Menurut Charbel, jika manusia, lembaga, atau negara yang sedang sakit atau krisis mengundang dokter atau konsultan luar negeri untuk mengobatinya, hal itu menunjukkan bahwa manusia, lembaga, atau negara tersebut sudah dalam keadaan krisis akut yang tidak mampu mengobatinya sendiri.
Hal itu menunjukkan juga bahwa manusia, lembaga, atau negara itu sedang mengalami kemunduran dalam semua aspek kehidupannya, yakni sosial, budaya, ekonomi, dan politik.
Kondisi dunia Arab saat ini pun disebut seperti Turki pada akhir masa Dinasti Ottoman yang mengalami kemunduran luar bisa sehingga dijuluki ”The Sick Man of Europe”. Dinasti Ottoman di Turki pun akhirnya ambruk dan diganti dengan negara Turki modern yang diproklamasikan oleh Mustafa Kemal Ataturk pada 1923.
Dunia Arab kini ibarat pesakitan yang sedang mendapat pengobatan oleh dokter dari luar negeri karena dunia Arab tidak mampu mengobati dirinya sendiri. Semua krisis di dunia Arab saat ini ditangani oleh konsultan asing yang ditunjuk oleh PBB atau negara besar sekelas AS dan Rusia.

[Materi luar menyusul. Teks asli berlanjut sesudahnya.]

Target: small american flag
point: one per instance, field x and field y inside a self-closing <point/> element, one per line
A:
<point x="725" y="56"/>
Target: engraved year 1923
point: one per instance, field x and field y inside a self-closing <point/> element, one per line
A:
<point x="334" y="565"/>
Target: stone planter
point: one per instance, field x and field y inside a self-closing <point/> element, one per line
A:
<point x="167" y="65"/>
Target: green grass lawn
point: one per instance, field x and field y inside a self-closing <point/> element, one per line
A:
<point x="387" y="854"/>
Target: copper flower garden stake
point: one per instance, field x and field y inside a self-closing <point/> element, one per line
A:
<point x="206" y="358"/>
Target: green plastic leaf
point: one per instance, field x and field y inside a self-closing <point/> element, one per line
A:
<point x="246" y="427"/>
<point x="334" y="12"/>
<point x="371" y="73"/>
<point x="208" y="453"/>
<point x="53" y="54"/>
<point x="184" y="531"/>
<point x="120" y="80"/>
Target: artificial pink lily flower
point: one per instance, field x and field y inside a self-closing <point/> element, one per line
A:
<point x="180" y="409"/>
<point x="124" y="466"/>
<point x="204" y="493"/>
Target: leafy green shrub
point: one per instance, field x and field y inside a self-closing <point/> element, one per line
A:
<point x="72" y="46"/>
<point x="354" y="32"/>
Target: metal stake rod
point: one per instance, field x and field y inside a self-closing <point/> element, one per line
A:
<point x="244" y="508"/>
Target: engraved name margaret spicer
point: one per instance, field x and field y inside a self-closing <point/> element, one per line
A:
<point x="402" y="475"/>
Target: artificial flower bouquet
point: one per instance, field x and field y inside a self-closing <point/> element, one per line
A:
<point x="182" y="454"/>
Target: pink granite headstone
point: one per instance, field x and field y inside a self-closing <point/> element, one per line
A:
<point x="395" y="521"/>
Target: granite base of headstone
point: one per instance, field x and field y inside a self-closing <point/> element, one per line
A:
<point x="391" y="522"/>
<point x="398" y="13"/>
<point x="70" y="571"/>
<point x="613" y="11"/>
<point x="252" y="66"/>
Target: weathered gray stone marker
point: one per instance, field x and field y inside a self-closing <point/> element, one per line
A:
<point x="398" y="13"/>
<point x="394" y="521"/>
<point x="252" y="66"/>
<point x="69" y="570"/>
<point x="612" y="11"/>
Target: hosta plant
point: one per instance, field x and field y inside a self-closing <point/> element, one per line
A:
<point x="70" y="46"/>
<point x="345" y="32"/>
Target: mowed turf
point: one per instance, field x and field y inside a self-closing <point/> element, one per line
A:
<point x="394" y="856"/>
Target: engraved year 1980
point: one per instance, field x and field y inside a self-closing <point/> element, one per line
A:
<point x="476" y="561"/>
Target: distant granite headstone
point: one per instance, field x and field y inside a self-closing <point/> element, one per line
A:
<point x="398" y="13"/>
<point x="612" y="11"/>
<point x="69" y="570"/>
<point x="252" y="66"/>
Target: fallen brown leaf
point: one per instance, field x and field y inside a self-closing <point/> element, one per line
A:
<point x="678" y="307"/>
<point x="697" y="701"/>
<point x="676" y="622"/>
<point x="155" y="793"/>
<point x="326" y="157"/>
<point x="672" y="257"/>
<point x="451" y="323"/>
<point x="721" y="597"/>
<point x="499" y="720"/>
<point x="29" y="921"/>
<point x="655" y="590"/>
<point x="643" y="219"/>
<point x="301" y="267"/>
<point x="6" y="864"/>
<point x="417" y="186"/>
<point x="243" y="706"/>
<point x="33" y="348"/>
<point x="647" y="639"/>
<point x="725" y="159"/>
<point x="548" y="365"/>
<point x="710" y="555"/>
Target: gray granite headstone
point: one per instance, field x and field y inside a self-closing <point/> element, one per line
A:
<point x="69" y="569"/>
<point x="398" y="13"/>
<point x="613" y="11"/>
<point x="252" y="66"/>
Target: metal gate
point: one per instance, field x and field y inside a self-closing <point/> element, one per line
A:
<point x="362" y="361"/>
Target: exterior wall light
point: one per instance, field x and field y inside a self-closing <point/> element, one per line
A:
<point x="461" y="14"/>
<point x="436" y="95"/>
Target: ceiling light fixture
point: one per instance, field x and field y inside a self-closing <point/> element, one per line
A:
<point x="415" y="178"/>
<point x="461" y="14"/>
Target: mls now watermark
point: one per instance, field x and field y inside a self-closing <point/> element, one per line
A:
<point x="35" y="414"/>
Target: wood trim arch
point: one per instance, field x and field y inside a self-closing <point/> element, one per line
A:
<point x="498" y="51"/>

Lihat saja kasus krisis Yaman yang kini ditangani oleh utusan khusus PBB untuk Yaman, Martin Griffiths. Warga negara Inggris ini ditunjuk oleh Sekjen PBB Antonio Guterres sebagai utusan khusus PBB untuk Yaman sejak 16 Februari 2018. AS sendiri menunjuk Timothy Lenderking sebagai utusan khusus AS untuk Yaman.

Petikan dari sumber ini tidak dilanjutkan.